4 Junho a 30 Julho 2011

“Je me sens coloré par toutes les nuances de l’infini…” (Cézanne)

Manuel Amorim – Travessia(s) – Espaço Padaria Independente (Galeria Fernando Santos)

“O que apela o espectador em primeiro lugar nas obras de Manuel Amorim é o silencioso espaço-cor de cada imagem, este campo de experiência vasto que se oferece ao olhar para o poder percorrer demoradamente.
O olhar, feito pura percepção, move-se por dentro da sua matéria cromática, quebrada e subtil, – lilases, laranjas, roxos, terras de Siena, cobre ou ainda verdes metálicas e azuis – que o leva de acidente em acidente, densificando-se em lugares mais escuros, tornando-se transparente e luminosa noutros.
Na sua vibração cromática, depurado de todos os indícios que possam sinalizar qualquer correspondência com o mundo do visível, o espaço-cor cativa-nos pela partilha da sua força energética e vital que reverbera por além dos limites da tela.
Outro chamamento imediato emana dos exíguos vultos humanos que se configuram nesta imensidão espacial.
Duas personagens a trilharem uma subida, uma à frente, firme e determinada, cheia de energia, outra que lhe segue, arrastando-se num passo cambaleante.
Em variações imagéticas que compõem esta mais recente série do pintor, este par, como que desdobrando as polaridades inerentes à existência humana, cumpre, numa solidão desmedida, a sua errância entre o peso gravitacional terrestre e a leveza do ser em estado de graça.
Travessias penosas onde, na luta travada entre as forças abismais e a aspiração de ascensão, as imagens interpelam à perplexidade da infinita beleza que amadurece em cada instante da caminhada.

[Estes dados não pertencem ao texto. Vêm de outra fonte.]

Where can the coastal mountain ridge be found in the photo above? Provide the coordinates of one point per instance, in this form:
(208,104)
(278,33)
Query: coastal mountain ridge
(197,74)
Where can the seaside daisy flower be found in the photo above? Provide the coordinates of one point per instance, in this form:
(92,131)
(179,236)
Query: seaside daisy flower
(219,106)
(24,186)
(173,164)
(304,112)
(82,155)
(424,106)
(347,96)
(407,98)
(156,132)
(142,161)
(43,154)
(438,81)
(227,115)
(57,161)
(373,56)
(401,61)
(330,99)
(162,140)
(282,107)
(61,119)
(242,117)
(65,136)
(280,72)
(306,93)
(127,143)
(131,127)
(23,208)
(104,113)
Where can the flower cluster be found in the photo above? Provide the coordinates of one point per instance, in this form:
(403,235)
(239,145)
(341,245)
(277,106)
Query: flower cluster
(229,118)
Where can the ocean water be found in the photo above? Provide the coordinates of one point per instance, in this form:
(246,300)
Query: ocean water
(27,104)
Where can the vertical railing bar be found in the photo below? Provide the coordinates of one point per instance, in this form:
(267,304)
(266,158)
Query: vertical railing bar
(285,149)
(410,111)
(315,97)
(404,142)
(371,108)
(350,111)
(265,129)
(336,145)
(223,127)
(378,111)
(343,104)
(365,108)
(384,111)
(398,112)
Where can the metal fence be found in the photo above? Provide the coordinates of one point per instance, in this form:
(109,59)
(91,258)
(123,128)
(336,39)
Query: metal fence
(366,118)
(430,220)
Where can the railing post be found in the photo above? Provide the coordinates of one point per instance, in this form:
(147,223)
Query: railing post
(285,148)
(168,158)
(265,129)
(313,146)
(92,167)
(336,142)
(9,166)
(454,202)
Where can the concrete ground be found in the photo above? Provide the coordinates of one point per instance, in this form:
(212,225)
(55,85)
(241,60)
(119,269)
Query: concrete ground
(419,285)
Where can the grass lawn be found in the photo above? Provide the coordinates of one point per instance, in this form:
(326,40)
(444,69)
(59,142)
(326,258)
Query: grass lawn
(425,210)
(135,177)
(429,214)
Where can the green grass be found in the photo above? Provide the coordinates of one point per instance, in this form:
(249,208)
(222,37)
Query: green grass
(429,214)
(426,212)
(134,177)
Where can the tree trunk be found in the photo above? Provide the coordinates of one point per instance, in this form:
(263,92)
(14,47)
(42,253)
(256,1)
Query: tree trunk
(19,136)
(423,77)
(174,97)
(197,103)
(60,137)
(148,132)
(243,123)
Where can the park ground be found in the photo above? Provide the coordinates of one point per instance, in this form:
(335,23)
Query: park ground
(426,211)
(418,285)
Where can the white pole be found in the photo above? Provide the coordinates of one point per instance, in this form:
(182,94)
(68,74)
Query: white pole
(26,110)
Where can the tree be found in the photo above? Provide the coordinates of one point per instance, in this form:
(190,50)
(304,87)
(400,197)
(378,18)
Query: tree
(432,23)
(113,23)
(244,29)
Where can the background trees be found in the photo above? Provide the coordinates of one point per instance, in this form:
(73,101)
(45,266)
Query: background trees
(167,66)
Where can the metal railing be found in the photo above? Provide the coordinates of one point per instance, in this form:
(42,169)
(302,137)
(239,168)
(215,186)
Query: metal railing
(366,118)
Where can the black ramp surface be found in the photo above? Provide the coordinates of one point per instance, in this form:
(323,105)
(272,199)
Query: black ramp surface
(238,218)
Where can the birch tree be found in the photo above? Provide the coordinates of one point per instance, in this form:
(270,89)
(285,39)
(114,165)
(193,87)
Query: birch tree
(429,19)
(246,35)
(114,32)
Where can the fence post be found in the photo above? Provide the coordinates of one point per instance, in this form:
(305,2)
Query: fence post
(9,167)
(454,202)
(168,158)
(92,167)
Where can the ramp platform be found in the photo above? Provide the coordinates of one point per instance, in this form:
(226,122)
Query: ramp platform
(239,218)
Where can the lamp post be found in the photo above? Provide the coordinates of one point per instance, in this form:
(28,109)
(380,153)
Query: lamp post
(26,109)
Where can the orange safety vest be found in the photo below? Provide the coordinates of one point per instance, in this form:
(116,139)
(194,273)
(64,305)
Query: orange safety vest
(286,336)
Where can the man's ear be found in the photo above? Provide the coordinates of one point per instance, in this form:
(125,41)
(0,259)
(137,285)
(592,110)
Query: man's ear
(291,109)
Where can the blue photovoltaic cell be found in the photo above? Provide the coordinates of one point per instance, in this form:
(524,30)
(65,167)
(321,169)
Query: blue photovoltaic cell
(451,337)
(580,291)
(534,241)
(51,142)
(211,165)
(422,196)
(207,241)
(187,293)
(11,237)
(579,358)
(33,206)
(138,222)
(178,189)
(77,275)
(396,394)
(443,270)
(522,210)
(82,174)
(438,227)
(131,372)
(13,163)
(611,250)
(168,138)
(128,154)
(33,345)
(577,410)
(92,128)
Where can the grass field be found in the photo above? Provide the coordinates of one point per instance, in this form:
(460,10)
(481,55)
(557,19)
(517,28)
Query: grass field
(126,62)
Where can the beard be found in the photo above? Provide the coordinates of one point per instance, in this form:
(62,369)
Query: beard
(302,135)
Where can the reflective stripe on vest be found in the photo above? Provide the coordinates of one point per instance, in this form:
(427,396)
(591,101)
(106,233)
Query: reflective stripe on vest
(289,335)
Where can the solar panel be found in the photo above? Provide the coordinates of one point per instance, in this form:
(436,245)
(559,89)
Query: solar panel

Este núcleo denso de imagens junta-se a muitos outros que Manuel Amorim realizou ao longo de mais de 40 anos de um incessante trabalho.
Nunca as suas imagens deixaram de centrar-se no ser humano, nos seus desejos e medos, nas suas emoções, memórias e aspirações mais profundas.
Nas suas personagens, feridas pelas circunstâncias condicionantes da vida, a melancolia transforma-se, contudo, num estado de constante vigília e confere-lhes a sua presença imanente.”

Gisela Rosenthal
Lisboa, Maio de 2011

Breve nota biográfica:

Manuel Amorim (Lisboa 1950) instala-se em Paris em 1970.
Em 2009 regressa a Portugal. Actualmente vive e trabalha no Porto.
Nos anos parisienses Amorim autodidacta, em diálogo constante com outras formas de arte e representação, frequenta assiduamente ateliers de artistas como Vieira da Silva, A.Szenes, Bram Van Velde, Alechinsky, Michel Haas, J.M. Broto,
os fotógrafos A.Morain, J.M. Del Moral, entre outros… Conhece Louise Bourgeois, Julian Schnabel, J.M.Sicilia, Aki Kuroda, Thomas Shliesser, James Brown…
Manuel Amorim, destaca-se na pintura como um artista cujo percurso, longamente vivido e reconhecido fora, se afirma pela via da coerência e fidelidade a uma ideia muito pessoal do que é pintar.
A sua obra é-nos dada de uma forma existencial e enigmática… Com uma serenidade contagiada por vezes com ironia e humor, o artista precipita o
espectador numa aventura singular de percepção plástica: território ligado à “metafísica” e a tudo o que toca à “anima” (absoluto, perigoso, tabu e mágico…).
As imagens, ligadas por uma corrente subterrânea a um Romantismo sem “pathos”, partem à conquista de ver um pouco mais claramente de que maneira o Homem sente a sua “alma”; momento em que o “Homem que pensa” regressa à função original do seu ser… Ao ponto em que produzir e saber têm a mais estranha relação e, se abismam na contemplação deste
primordial fenómeno…
Envolto(s) na(s) sua(s) “matéria(s)-pele(s)”, a(s) figura(s) antropomórfica(s) – o espaço pictórico inteiro – é transmutado num organismo de memória e prospectiva onde se cruzam a unidade conceptual de grande depuração plástica (densidade e tensão das matérias) e, em contraponto, uma secreta comunhão com um “sagrado” de registo trágico-cómico.